141 Witmer Rd offers a 48‑unit, 1978‑vintage asset positioned to capture steady suburban renter demand. The neighborhood shows limited amenity density and below-median metro rankings, but relative affordability and a broader 3‑mile renter pool provide support for traffic and renewals. According to CRE market data from WDSuite, neighborhood rents align with incomes, which can aid lease retention provided management maintains competitive finishes and operational discipline.

Relative to older local stock, the 1978 vintage can compete on systems and layout, with value‑add potential through targeted upgrades and common‑area improvements. Modest population growth and an expected increase in area households within a 3‑mile radius point to a durable tenant base; however, investors should account for some competition from ownership options and plan marketing around commute convenience and on‑site functionality over walkability.

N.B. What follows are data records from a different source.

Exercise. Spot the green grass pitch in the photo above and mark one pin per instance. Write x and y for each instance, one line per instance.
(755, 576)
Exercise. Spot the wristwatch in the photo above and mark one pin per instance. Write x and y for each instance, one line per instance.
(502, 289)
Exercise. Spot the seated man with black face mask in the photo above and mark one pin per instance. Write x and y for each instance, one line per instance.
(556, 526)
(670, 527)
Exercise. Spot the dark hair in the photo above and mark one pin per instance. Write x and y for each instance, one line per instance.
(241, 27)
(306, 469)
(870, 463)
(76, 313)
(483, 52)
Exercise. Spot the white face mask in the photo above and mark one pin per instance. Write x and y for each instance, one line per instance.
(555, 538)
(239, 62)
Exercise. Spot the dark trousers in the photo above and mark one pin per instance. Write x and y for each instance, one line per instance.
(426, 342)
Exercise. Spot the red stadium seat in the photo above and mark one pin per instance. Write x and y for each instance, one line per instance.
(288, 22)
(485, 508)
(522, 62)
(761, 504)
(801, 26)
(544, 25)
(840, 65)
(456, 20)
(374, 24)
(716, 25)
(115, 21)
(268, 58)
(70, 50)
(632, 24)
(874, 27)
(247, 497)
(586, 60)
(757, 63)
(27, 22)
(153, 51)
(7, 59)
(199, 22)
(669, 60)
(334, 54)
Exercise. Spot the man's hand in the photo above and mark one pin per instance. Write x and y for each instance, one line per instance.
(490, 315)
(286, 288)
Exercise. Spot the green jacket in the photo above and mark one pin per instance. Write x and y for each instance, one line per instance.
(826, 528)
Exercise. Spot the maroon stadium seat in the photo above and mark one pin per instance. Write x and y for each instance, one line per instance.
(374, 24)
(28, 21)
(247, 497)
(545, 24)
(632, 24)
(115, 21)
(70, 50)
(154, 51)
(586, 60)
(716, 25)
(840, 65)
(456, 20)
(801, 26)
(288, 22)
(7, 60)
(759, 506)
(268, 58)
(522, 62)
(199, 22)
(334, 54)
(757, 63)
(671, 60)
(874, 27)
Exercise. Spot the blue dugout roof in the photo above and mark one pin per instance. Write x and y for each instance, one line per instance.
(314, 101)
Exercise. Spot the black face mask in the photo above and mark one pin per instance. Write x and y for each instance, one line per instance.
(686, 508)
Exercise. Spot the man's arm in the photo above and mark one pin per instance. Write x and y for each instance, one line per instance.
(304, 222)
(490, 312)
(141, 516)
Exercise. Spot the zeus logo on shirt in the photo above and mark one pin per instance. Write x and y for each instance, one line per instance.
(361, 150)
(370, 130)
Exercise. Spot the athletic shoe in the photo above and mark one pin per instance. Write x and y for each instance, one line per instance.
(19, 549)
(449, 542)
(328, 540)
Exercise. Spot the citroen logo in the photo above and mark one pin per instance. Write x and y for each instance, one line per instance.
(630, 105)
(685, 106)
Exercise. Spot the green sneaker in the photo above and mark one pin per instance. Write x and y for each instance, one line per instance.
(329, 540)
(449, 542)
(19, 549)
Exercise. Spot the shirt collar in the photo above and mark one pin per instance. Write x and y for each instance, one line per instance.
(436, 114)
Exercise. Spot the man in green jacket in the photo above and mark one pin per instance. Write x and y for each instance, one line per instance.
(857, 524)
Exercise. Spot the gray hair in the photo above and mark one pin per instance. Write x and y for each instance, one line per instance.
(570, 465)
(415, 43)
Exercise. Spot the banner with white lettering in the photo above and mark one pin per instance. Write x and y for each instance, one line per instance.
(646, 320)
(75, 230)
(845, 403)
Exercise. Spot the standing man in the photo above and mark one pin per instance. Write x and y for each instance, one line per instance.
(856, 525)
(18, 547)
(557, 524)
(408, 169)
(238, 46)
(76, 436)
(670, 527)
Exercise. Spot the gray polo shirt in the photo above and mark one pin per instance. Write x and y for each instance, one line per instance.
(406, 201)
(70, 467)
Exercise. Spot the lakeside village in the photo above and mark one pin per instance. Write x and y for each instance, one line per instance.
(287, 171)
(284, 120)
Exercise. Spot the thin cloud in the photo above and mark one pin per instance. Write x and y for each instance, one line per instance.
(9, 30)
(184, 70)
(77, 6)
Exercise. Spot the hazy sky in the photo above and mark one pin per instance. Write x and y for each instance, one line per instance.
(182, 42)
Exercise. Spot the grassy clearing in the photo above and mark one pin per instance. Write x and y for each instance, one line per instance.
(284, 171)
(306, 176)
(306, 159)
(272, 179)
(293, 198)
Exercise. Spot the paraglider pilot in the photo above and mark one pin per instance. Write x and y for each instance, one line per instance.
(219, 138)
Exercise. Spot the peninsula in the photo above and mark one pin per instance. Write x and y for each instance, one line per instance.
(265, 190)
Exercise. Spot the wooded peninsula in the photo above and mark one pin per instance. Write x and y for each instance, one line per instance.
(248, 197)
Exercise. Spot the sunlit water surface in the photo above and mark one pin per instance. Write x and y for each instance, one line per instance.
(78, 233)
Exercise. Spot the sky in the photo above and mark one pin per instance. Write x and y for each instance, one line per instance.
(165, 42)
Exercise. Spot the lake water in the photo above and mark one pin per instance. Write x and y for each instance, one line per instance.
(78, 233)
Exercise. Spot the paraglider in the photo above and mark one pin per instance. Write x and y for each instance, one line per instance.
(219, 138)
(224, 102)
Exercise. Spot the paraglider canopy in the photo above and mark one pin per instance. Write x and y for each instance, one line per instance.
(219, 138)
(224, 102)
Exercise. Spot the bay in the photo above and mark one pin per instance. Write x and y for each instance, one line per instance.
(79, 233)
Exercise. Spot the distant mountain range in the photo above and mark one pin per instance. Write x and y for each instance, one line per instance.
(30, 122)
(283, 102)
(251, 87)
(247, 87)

  • Suburban renter demand supported by manageable rent-to-income levels in the area, aiding retention.
  • 1978 vintage is newer than much of the nearby housing stock, with clear value‑add and modernization levers.
  • Diversified employment within short driving distance supports leasing velocity and renewal stability.
  • Risk: limited neighborhood amenities require emphasis on in‑unit quality, parking, and commute access.
  • Risk: below‑median neighborhood ranking and accessible ownership alternatives warrant prudent pricing and expense control.